Symptoms occurring later include disturbance in concentration and memory, increased sensitivity to noise and light or irritability and other personality disorders, sleep disorders, depression, learning problems, smell and taste disturbances. Headaches and dizziness may occur up to several months after a concussion.

What causes a concussion is the temporary shutdown of the nerve pathways responsible for stimulating the thalamus and cerebral cortex and maintaining consciousness. Under normal conditions, the so-called ascending reticular system. Due to the trauma, there is a temporary disruption of its function.

If you have had a head injury and, as a result of the impact, you have lost consciousness with retrograde amnesia, you must see a doctor promptly in an emergency department or by calling an ambulance. In order to eliminate possible serious, post-traumatic complications, it is necessary to perform examinations (X-ray of the head, computed tomography of the head, or magnetic resonance imaging). In the case of infants, when this type of diagnosis is quite difficult, the basis is ultrasound, which can visualize all kinds of bleeding or abnormalities. They are made through the front-end covers, which are not yet overgrown in the youngest patients.

What treatment is required for concussions?

treatment of concussions

When a concussion is suspected, first aid should consist of assessing whether the victim is conscious and checking vital signs (breathing, pulse). Avoid moving your head and stay still until help arrives. 

Treatment is based on rest, which involves staying at home or, if this is the doctor’s decision, in hospital. Physical activity should be avoided – both physical work and sports. It is also advisable to limit mental activity (e.g. learning) and limit the number of external stimuli, especially those provided by audiovisual devices such as TV, computer, and loud music. Even if the head injury has not led to symptoms requiring medical attention, all forms of physical and intellectual activity should be ceased on the day of the injury.

In addition, in the event of a severe headache, the doctor will prescribe painkillers, most often paracetamol. Drugs that increase the risk of bleeding, that interfere with blood clotting, such as acetylsalicylic acid, should be avoided.

Most often, the symptoms of concussion pass spontaneously; however, sometimes, the post-shock syndrome develops. It causes headaches, dizziness, and problems with concentration and memory.
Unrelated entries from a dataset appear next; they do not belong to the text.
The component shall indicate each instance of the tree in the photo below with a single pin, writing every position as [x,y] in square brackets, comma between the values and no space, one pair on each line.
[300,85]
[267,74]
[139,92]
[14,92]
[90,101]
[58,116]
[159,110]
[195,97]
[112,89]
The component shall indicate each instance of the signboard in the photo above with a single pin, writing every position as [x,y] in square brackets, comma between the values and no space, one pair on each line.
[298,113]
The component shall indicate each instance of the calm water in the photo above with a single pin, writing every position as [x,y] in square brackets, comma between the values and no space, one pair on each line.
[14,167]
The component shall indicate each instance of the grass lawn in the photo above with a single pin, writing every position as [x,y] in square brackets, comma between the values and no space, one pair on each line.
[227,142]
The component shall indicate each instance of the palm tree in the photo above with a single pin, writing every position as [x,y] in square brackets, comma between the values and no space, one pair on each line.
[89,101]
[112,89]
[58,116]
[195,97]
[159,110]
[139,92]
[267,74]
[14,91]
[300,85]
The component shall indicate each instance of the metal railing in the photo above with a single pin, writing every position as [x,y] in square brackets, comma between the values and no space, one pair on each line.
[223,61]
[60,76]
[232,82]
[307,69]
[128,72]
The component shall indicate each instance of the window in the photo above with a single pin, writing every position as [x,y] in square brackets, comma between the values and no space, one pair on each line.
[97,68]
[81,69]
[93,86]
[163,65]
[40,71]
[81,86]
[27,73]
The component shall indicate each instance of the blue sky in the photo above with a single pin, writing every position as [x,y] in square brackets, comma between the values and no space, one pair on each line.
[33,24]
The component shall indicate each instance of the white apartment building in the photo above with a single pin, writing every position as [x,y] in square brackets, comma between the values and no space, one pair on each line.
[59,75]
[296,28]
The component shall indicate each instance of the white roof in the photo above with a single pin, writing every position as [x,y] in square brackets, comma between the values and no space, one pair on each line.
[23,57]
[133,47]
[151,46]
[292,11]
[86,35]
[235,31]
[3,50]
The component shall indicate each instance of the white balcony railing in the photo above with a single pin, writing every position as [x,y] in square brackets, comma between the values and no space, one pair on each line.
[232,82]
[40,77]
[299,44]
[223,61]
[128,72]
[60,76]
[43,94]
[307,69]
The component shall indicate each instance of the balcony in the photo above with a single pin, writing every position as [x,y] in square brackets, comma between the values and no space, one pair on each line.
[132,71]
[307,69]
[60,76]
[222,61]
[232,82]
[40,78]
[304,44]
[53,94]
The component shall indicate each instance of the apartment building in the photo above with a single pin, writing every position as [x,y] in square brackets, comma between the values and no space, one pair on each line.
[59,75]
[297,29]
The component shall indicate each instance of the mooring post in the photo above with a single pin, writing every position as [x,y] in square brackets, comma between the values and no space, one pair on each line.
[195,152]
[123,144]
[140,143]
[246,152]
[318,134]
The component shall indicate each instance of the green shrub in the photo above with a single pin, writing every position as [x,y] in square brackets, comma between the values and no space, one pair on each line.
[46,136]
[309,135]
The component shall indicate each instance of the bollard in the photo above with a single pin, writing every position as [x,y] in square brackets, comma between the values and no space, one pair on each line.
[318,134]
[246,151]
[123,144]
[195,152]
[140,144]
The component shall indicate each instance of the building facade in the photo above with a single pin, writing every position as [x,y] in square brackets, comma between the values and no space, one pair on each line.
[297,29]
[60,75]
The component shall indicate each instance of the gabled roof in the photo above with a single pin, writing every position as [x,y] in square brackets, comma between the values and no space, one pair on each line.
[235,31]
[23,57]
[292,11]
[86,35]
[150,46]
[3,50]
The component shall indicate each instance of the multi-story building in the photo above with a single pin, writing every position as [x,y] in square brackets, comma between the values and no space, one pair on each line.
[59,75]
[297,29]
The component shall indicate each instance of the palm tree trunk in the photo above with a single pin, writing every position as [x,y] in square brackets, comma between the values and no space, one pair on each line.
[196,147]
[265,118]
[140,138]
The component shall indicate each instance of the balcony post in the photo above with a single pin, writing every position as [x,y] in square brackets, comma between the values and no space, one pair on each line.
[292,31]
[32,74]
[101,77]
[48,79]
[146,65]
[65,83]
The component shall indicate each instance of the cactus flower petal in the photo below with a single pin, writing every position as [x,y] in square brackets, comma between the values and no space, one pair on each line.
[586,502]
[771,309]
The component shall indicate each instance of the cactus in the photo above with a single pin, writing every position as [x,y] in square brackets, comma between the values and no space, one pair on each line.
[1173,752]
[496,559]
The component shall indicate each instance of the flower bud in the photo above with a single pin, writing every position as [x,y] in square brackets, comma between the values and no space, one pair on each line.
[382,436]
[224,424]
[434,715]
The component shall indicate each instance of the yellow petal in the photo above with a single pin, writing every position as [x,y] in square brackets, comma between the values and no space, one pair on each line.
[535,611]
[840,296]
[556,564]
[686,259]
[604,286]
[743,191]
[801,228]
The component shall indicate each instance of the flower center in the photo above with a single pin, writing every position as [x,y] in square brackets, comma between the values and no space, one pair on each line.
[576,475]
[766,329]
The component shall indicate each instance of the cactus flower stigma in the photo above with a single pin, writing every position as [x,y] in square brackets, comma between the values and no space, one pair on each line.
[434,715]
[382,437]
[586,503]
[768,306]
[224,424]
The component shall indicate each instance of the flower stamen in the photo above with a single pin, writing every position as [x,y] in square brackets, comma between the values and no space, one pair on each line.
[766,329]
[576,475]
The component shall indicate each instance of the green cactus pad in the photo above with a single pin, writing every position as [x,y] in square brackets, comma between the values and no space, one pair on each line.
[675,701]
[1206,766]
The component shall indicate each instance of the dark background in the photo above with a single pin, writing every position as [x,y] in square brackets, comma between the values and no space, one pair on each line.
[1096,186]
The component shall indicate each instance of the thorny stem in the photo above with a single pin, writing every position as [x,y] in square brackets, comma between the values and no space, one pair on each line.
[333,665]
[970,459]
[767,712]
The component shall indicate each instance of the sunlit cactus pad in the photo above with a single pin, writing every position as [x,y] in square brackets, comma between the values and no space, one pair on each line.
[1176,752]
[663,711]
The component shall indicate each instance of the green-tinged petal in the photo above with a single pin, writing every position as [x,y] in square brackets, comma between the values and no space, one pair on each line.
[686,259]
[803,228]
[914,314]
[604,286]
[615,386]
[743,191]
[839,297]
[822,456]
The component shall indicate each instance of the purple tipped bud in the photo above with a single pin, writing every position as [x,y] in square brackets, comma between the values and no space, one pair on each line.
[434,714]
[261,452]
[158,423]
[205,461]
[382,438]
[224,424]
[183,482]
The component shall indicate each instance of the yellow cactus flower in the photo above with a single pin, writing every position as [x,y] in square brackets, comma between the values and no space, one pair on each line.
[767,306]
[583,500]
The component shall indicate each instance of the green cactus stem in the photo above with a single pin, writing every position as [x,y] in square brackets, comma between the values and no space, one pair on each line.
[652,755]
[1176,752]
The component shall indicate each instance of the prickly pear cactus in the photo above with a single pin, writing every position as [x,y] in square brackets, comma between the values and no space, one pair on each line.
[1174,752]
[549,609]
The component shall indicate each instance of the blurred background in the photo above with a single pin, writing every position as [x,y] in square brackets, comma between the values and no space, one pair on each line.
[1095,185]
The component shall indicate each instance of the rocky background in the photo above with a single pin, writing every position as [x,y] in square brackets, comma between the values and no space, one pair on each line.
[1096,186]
These symptoms can last for weeks after the injury. A serious complication of concussion may be bleeding into the space between the brain and the dura mater.

It is worth remembering that each shock of the brain increases the risk of suffering further in the future. Therefore, after this injury, doctors advise against engaging in contact sports and avoiding potentially dangerous situations.

  • How does a concussion happen?

    A concussion occurs most often after mechanical head injuries, mainly in traffic accidents following a collision, sudden braking, or acceleration. Concussions also appear as a result of sports such as skiing, boxing, football, or hockey. A common symptom is loss of consciousness, usually temporary, accompanied by a loss of memory for some time. A concussion is one type of head injury in which parts of the brain are damaged or destroyed. Depending on the degree of damage, we can distinguish: concussion (there are only temporary disturbances in the brain tissue); brain contusion (here there is extensive swelling of the brain); brain injury (in this case, there is a disruption of the brain tissue, necrosis, and hemorrhage).
  • What treatment is required for concussions?

    When a concussion is suspected, first aid should consist of assessing whether the victim is conscious and checking vital signs (breathing, pulse). Avoid moving your head and stay still until help arrives. Treatment is based on rest, which involves staying at home or, if this is the doctor’s decision, in hospital. Physical activity should be avoided – both physical work and sports. It is also advisable to limit mental activity (e.g. learning) and limit the number of external stimuli, especially those provided by audiovisual devices such as TV, computer, and loud music. Even if the head injury has not led to symptoms requiring medical attention, all forms of physical and intellectual activity should be ceased on the day of the injury.